Hint: We solve this problem by factorizing the given expressions one by one.
We take the common terms out from each term of the expression and then we check whether further factorization is possible or not.
If it is possible then we use the required algebra formula to factorize the given expressions.

Complete step by step answer:
We are given some expressions to factorize.
Let us factorize the given expressions one by one.
(1) \[6a+6b\]
Let us assume that the given expression as
\[\Rightarrow E=6a+6b\]
Now, let us take the common terms out from the above equation then we get
\[\Rightarrow E=6\left( a+b \right)\]
Here, we can see that the above expression cannot be further factorised
So, we can conclude that the factorisation of \[6a+6b\] as
\[\therefore 6a+6b=6\left( a+b \right)\]
(2) \[12{{x}^{3}}y-4x{{y}^{2}}\]
Let us assume that the given expression as
\[\Rightarrow A=12{{x}^{3}}y-4x{{y}^{2}}\]

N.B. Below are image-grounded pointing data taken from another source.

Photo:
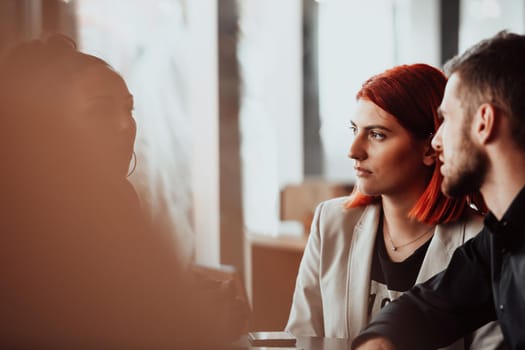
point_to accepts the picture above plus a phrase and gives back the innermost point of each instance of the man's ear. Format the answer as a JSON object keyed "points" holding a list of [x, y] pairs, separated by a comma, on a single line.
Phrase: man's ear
{"points": [[430, 155], [484, 126]]}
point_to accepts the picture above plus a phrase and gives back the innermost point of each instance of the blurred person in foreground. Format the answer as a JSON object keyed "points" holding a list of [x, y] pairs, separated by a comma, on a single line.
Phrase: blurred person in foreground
{"points": [[397, 228], [80, 268], [481, 143]]}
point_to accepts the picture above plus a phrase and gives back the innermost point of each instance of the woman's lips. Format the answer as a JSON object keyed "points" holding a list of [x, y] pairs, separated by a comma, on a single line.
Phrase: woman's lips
{"points": [[362, 172]]}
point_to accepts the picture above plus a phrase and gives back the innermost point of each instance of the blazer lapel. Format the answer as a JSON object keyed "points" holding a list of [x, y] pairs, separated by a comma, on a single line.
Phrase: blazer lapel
{"points": [[446, 239], [359, 266]]}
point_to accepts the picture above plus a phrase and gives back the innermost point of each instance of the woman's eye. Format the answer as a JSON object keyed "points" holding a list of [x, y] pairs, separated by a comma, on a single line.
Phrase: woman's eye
{"points": [[377, 135]]}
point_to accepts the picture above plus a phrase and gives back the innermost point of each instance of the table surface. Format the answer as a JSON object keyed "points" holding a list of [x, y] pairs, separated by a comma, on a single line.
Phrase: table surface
{"points": [[303, 343]]}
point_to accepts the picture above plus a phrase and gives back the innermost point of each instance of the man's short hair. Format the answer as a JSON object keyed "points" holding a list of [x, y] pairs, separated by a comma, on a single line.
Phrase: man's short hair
{"points": [[493, 71]]}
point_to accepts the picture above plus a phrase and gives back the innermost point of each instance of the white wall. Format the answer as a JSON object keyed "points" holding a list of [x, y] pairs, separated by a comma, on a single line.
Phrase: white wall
{"points": [[203, 106], [480, 19], [270, 56]]}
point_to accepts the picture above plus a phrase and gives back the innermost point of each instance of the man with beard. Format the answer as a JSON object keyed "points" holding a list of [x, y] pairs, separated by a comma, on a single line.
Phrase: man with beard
{"points": [[482, 146]]}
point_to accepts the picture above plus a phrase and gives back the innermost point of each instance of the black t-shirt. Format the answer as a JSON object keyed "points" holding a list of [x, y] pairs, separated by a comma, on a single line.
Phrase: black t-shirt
{"points": [[390, 279]]}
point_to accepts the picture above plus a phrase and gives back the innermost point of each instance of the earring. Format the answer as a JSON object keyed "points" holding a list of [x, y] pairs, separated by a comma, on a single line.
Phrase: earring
{"points": [[134, 164]]}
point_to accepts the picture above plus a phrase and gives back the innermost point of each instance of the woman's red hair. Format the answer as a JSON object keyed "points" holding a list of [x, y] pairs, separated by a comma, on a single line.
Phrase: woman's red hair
{"points": [[412, 94]]}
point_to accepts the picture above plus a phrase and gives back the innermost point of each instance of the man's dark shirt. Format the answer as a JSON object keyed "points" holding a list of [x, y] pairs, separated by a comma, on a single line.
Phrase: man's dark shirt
{"points": [[484, 281]]}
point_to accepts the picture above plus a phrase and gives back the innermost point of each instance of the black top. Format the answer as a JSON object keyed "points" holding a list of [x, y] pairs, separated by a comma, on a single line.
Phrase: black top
{"points": [[398, 276], [484, 281]]}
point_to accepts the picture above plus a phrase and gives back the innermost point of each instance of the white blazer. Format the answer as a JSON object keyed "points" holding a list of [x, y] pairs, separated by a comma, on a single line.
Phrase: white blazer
{"points": [[332, 287]]}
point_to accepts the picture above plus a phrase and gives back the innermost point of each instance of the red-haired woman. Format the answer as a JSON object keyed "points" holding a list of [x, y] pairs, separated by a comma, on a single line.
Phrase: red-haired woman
{"points": [[397, 228]]}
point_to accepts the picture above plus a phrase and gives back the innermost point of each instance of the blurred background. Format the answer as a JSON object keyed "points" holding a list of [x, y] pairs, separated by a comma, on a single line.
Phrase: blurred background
{"points": [[243, 107]]}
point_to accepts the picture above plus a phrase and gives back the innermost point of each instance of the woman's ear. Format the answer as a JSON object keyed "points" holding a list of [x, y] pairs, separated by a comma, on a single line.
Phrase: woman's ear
{"points": [[430, 155]]}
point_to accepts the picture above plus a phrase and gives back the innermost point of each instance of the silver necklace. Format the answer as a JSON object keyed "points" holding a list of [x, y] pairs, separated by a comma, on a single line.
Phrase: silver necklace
{"points": [[396, 247]]}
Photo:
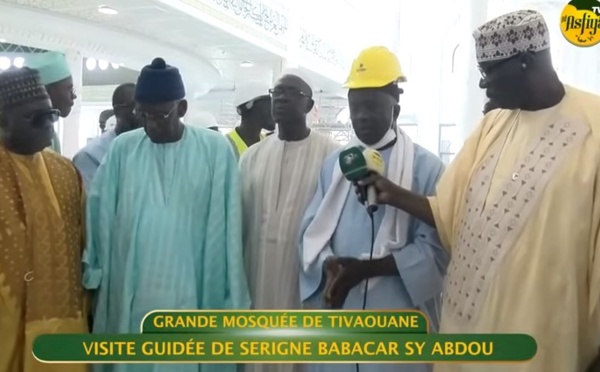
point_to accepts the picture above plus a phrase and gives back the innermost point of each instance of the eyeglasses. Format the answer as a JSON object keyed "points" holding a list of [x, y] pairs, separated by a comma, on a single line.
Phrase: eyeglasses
{"points": [[125, 106], [486, 71], [42, 118], [287, 92], [146, 115]]}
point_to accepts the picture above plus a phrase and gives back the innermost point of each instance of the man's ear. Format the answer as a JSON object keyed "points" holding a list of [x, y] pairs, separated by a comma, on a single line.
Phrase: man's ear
{"points": [[309, 105], [527, 60], [397, 110], [182, 108]]}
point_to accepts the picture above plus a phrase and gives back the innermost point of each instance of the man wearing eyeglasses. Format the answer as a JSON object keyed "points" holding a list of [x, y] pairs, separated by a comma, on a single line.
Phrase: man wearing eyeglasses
{"points": [[279, 175], [41, 227], [519, 207], [56, 76], [164, 219], [88, 159]]}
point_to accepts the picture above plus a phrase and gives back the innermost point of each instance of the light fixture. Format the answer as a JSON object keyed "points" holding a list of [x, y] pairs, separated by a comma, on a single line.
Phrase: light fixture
{"points": [[107, 10], [19, 62], [4, 63], [103, 64], [90, 64]]}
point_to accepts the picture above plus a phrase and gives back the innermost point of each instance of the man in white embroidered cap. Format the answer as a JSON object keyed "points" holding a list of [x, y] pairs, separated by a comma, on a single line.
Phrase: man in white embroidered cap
{"points": [[519, 208]]}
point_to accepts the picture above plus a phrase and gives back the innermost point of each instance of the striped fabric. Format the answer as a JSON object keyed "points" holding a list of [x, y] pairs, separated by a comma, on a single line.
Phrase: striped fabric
{"points": [[278, 180]]}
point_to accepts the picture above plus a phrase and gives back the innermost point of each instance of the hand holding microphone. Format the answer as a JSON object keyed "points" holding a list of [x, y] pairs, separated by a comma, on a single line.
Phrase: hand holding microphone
{"points": [[359, 165]]}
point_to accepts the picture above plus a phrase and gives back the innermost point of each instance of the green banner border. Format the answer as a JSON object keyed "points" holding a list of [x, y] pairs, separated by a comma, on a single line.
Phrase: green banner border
{"points": [[69, 348]]}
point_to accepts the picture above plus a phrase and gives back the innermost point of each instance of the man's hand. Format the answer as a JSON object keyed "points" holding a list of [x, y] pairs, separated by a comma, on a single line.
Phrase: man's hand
{"points": [[349, 272], [332, 268], [387, 191]]}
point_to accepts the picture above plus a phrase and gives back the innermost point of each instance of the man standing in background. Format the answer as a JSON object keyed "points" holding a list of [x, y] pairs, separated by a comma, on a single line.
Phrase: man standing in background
{"points": [[56, 76], [42, 226], [164, 221], [253, 104], [202, 119], [88, 159], [279, 176]]}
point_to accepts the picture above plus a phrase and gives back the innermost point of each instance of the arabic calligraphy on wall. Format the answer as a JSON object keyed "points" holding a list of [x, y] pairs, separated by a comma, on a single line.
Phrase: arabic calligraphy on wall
{"points": [[257, 13]]}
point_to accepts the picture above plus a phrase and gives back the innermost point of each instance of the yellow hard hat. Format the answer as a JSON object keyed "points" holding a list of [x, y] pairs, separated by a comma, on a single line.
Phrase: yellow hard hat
{"points": [[375, 67]]}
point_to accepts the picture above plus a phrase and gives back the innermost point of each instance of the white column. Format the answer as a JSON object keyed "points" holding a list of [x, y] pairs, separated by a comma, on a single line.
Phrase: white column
{"points": [[70, 133], [473, 14], [424, 78]]}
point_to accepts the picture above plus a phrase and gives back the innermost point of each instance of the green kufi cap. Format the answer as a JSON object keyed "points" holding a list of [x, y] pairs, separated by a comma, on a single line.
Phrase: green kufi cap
{"points": [[52, 66]]}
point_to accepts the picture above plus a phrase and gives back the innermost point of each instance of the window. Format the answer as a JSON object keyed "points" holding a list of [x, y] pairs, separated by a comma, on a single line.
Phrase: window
{"points": [[447, 150]]}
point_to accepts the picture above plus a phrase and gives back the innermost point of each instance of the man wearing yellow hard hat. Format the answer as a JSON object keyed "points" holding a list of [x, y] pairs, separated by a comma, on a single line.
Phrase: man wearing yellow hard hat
{"points": [[408, 268]]}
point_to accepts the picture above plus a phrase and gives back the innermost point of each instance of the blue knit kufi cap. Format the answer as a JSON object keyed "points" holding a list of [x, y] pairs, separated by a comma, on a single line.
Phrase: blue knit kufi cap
{"points": [[159, 83]]}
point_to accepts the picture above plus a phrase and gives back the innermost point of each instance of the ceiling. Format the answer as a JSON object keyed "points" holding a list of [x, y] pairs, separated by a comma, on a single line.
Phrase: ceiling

Now, let us take the common terms out from the above equation then we get
\[\Rightarrow A=4xy\left( 3{{x}^{2}}-y \right)\]
Here, we can see that the above expression cannot be further factorised
So, we can conclude that the factorisation of \[12{{x}^{3}}y-4x{{y}^{2}}\] as
\[\therefore 12{{x}^{3}}y-4x{{y}^{2}}=4xy\left( 3{{x}^{2}}-y \right)\]
(3) \[3ay+3az\]
Let us assume that the given expression as
\[\Rightarrow P=3ay+3az\]
Now, let us take the common terms out from the above equation then we get
\[\Rightarrow P=3a\left( y+z \right)\]
Here, we can see that the above expression cannot be further factorized
So, we can conclude that the factorization of \[3ay+3az\] as
\[\therefore 3ay+3az=3a\left( y+z \right)\]

Note:
Students may do mistakes in the factorization method.
In the first expression, we get the expression after the factorization as
\[\Rightarrow E=6\left( a+b \right)\]
Here, we can stop the factorization because there is no possibility of further factorization.
But students may do mistake and take the expression further as
\[\Rightarrow E=6\left( {{\left( \sqrt{a} \right)}^{2}}-{{\left( \sqrt{b} \right)}^{2}} \right)\]
Now, we can factorize further. But this is no need because we mostly try to factorize the given expression in the linear form that is having the power of variable as 1. So, there is no need for this type of further factorization.